A transaction is one or more SQL statements that make up a unit of work performed against the database, and either all the statements in a transaction are committed as a unit or all the statements are rolled back as a unit. This unit of work typically satisfies a user request and ensures data integrity. For example, when you use a computer to transfer money from one bank account to another, the request involves a transaction: updating values stored in the database for both accounts. For a transaction to be completed and database changes to be made permanent, a transaction must be completed in its entirety.
What is the correct transaction commit mode to use in your application? What is the right transaction model for your database application: local or distributed? Use the guidelines in this section to help you manage transactions more efficiently.
You should also read the chapter for the standards-based API that you work with; these chapters provide specific examples for each API:
- For ODBC users, see Chapter 5.
- For JDBC users, see Chapter 6.
- For ADO.NET users, see Chapter 7.
Managing Commits in Transactions
Committing (and rolling back) transactions is slow because of the disk I/O and potentially the number of network round trips required. What does a commit actually involve? The database must write to disk every modification made by a transaction to the database. This is usually a sequential write to a journal file (or log); nevertheless, it involves expensive disk I/O.
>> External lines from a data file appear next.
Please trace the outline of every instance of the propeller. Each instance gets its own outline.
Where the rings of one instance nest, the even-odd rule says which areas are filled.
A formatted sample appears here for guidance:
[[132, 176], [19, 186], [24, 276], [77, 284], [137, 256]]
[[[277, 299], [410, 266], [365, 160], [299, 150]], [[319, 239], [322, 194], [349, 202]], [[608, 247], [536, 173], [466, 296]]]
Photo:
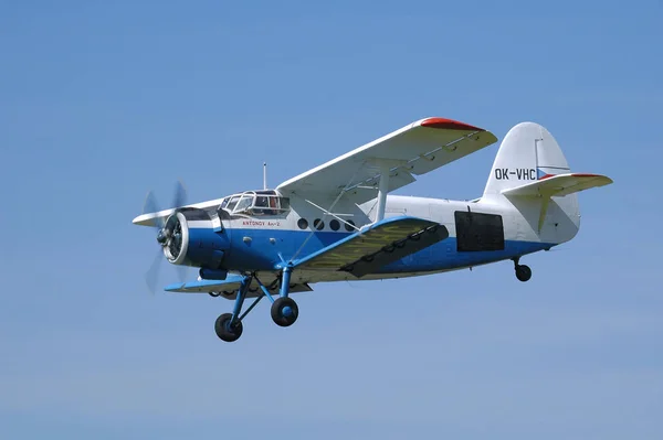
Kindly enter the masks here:
[[[187, 190], [181, 181], [177, 181], [175, 184], [175, 192], [172, 196], [172, 207], [179, 208], [187, 204]], [[150, 191], [147, 193], [145, 203], [143, 205], [143, 213], [156, 213], [161, 211], [157, 202], [157, 197]], [[166, 218], [157, 218], [155, 222], [155, 229], [157, 229], [157, 243], [159, 249], [152, 264], [145, 273], [145, 282], [151, 294], [155, 294], [156, 286], [159, 280], [159, 272], [161, 270], [161, 261], [164, 257], [164, 248], [167, 246], [179, 247], [181, 246], [181, 235], [178, 234], [178, 224], [166, 224]], [[181, 227], [181, 226], [180, 226]], [[181, 229], [180, 229], [181, 232]], [[185, 266], [176, 266], [178, 278], [181, 282], [185, 282], [187, 276], [187, 268]]]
In most standards-based APIs, the default transaction commit mode is auto-commit. In auto-commit mode, a commit is performed for every SQL statement that requires a request to the database, such as Insert, Update, Delete, and Select statements. When auto-commit mode is used, the application does not control when database work is committed. In fact, commits commonly occur when there’s actually no real work to commit.
Some database systems, such as DB2, do not support auto-commit mode. For these databases, the database driver, by default, sends a commit request to the database after every successful operation (SQL statement). This request equates to a network round trip between the driver and the database. The round trip to the database occurs even though the application did not request the commit and even if the operation made no changes to the database. For example, the driver makes a network round trip even when a Select statement is executed.
Because of the significant amount of disk I/O required to commit every operation on the database server and because of the extra network round trips that occur between the driver and the database, in most cases you will want to turn off auto-commit mode in your application. By doing this, your application can control when the database work is committed, which provides dramatically better performance.
Consider the following real-world example. ASoft Corporation coded a standards-based database application and experienced poor performance in testing. Its performance analysis showed that the problem resided in the bulk five million Insert statements sent to the database. With auto-commit mode on, this meant an additional five million Commit statements were being issued across the network and that every inserted row was written to disk immediately following the execution of the Insert. When auto-commit mode was turned off in the application, the number of statements issued by the driver and executed on the database server was reduced from ten million (five million Inserts + five million Commits) to five million and one (five million Inserts + one Commit). As a consequence, application processing was reduced from eight hours to ten minutes. Why such a dramatic difference in time? There was significantly less disk I/O required by the database server, and there were 50% fewer network round trips.
If you have turned off auto-commit mode and are using manual commits, when does it make sense to commit work? It depends on the following factors:
- The type of transactions your application performs. For example, does your application perform transactions that modify or read data? If your application modifies data, does it update large amounts of data?
- How often your application performs transactions.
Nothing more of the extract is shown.